Lisa Marie Presley's tragic early death at the age of 54 has further deepened despair amongst her father's fans who insist the family has been cursed since the stillbirth of his identical twin brother Jesse.
Ms Presley, The King's only child and sole heir to his $100million estate, went into cardiac arrest at her LA home yesterday afternoon and died in hospital with Priscilla by her side.
Lisa Marie suffered a tragic and chaotic life that began for her when she found her father dead on the floor of the bathroom when she was just nine and he was 42 in August 1977.

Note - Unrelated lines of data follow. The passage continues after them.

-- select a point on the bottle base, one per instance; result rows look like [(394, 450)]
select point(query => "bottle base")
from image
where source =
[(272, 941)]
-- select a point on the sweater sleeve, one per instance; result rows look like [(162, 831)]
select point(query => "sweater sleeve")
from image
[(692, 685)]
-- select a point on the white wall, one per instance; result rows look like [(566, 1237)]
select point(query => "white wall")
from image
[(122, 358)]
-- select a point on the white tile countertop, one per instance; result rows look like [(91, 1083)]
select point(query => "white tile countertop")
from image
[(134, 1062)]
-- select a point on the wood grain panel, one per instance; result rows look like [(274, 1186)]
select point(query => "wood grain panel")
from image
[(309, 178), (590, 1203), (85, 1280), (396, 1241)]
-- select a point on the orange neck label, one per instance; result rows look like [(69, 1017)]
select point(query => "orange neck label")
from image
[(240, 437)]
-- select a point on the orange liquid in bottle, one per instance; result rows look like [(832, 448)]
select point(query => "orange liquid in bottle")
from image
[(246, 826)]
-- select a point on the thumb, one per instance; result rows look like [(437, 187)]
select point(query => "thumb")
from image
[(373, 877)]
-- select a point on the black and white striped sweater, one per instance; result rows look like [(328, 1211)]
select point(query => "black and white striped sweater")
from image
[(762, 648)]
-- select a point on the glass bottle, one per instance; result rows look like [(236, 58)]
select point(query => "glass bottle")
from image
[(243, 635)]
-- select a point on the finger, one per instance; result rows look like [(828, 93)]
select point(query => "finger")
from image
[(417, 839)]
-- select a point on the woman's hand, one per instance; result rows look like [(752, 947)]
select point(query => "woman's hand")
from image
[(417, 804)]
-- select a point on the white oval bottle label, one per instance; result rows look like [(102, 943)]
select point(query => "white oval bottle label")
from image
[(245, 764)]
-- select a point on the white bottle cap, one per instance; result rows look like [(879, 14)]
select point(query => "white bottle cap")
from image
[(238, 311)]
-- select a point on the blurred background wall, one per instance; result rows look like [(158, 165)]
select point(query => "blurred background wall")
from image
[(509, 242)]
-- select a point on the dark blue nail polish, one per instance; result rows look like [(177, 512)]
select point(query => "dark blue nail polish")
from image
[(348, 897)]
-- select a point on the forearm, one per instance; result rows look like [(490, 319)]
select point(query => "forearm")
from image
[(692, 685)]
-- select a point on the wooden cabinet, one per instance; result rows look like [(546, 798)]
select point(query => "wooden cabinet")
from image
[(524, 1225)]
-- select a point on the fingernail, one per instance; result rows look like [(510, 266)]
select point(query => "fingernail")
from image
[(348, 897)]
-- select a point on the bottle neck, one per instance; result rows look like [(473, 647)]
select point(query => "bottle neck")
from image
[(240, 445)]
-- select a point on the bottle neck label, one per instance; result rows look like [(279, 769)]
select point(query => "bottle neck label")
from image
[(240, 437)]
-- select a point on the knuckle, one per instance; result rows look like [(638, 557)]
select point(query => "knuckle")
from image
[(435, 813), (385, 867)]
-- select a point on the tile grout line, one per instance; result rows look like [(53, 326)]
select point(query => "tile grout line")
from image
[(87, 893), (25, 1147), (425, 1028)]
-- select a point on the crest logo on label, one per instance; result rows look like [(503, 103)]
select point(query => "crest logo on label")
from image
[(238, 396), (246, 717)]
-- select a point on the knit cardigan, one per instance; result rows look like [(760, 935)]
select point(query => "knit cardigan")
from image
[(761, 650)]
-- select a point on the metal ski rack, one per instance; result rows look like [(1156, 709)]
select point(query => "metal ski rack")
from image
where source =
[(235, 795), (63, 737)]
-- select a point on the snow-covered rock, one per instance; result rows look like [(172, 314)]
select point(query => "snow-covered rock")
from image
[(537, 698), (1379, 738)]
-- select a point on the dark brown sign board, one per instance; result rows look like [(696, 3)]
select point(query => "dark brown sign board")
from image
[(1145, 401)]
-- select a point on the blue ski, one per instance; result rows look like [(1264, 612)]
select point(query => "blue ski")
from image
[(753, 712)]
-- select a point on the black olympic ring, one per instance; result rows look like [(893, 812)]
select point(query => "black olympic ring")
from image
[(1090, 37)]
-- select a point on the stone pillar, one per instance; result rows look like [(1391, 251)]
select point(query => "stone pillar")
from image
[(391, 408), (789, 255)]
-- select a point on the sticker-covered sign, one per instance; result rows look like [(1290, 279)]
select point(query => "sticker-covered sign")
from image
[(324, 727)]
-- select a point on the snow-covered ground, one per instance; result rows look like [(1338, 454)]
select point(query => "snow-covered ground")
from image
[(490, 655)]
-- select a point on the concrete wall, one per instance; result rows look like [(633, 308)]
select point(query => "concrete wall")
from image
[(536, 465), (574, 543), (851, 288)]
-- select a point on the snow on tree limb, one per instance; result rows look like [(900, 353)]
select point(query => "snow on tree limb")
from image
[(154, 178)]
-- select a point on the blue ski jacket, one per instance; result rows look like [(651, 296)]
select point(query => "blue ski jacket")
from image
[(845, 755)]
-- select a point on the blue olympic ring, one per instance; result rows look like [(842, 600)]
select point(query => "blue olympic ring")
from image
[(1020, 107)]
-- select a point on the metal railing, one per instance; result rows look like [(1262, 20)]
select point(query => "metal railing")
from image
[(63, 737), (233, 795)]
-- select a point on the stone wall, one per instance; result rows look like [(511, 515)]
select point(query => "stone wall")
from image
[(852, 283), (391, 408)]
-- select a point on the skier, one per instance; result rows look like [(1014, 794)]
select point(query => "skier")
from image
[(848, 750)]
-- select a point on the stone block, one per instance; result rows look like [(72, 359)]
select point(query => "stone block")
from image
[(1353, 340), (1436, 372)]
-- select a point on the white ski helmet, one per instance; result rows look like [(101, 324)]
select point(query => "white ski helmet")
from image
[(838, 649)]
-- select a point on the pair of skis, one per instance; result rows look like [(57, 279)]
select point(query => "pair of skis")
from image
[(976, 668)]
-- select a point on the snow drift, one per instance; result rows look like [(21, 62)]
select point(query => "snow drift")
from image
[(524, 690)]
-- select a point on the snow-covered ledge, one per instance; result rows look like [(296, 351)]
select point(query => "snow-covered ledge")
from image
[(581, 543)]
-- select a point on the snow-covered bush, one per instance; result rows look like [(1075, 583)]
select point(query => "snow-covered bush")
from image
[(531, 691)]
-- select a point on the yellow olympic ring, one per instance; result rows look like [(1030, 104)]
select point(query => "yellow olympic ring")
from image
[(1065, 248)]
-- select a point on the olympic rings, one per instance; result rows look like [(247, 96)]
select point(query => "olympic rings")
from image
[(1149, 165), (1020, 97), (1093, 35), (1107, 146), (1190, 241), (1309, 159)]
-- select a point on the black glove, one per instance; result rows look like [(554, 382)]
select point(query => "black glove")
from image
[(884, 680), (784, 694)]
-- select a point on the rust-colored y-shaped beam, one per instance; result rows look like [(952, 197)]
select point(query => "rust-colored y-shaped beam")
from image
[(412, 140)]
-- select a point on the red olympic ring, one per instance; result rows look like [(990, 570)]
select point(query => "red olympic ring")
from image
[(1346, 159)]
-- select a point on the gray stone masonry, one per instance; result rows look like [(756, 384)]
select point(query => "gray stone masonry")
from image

And heartbreakingly, today it emerged she was also found unresponsive at home when her ex-husband brought their two children back from school, just days after she appeared vulnerable and unsteady at the Golden Globe Awards as she struggled to cope with the suicide of her son two years ago.
Many Elvis fans believe that the Presley family is cursed in the same way the Kennedy dynasty has been and Lisa Marie's sudden and early passing will further fuel that theory. Some pointed out on social media that her passing came hours before Friday the 13th in California - but on the day itself in the rest of the world.
Elvis, his brother, his parents and now his daughter died young. At the star's funeral two young fans were killed trying to see his coffin when a car plowed into crowds outside Graceland. And a fortnight later grave thieves tried to steal his body, which was holding a bangle left there by his beloved Lisa Marie.
As Elvis Presley's only child died, it emerged today:
Elvis Presley, arguably the greatest star of the past century, was born to a poor Mississippi family 82 years ago but his life was marked with tragedy from the start.
35 minutes before he entered the world his identical twin brother Jesse was born without a heartbeat - a moment that would mark his mother Gladys, lead to alcoholism that would claim her life at 46 and spark a stifling obsession with her only surviving son until she died of liver failure.
Gladys encouraged Elvis to believe that he was destined for great things. When one twin dies, she said, the survivor grows up with all the additional qualities of the other.
One family insider said recently: 'The curse began when Elvis was born on January 8, 1935, in Tupelo, Mississippi, and his identical twin brother, Jesse Garon was stillborn'.
Others have claimed that an error by an undertaker who misspelled his name as Jessie on the tombstone could be the cause of the curse.
Money had never come easily to Gladys and Elvis's father Vernon Presley. They met in 1933 at a Pentecostal church in the scabby little town of Tupelo, Mississippi.
Gladys was 22 and Vernon 17 and while she worked as a sewing-machine operator in a local clothing factory, he did whatever work he could find in the Great Depression.
The home they moved into after their marriage that same year was a two-room shack with no electricity or running water. When Gladys became pregnant with twins — they ran in hers and Vernon's families — they couldn't afford medical check-ups and only when there were complications with the birth on January 8, 1935, did they call a doctor, his fee paid by a charity.
He couldn't save Elvis's twin Jesse, who was stillborn. He was buried in an unmarked grave in a local cemetery a day or so later, by which time Gladys, who had lost a lot of blood, had been taken, with her surviving baby, to a hospital. Having lost one son, Gladys was always terrified that she would lose Elvis, too.
When she came out of hospital, she didn't go back to the clothing factory. Instead, she waited a few months and then went cotton picking which was hard, dry, scratchy work but meant she could lay Elvis down on a sack and drag him along the rows beside her.
When he was a little older, it's said that he would help her with the cotton, picking the bolls off the stems. And the bond between mother and son strengthened still further when Elvis was three and his father received a short prison sentence for cheque fraud.
Left to fend for herself and Elvis, Gladys was unable to pay the rent while Vernon was incarcerated and so they were evicted, thereafter moving from house to house.
'Don't worry, Mama,' he told Gladys when he overheard his parents worrying about money one day. 'When I grow up, I'm going to buy you a fine house and pay everything you owe at the grocery store, and buy two Cadillacs, one for you and Daddy and one for me.'
Wherever they lived, the three of them always slept in the same room.
But whenever Vernon was away, seeking work in other towns, Gladys and little Elvis spent the night in the same bed, talking in their own private baby language.
For Gladys, further proof that Elvis was a child apart came when he fell so ill with tonsillitis that they thought they might lose him.
Once again unable to afford a doctor, they knelt by his bed and prayed and when the fever eventually passed Gladys was convinced that it was a message from God, proof that her boy really was special.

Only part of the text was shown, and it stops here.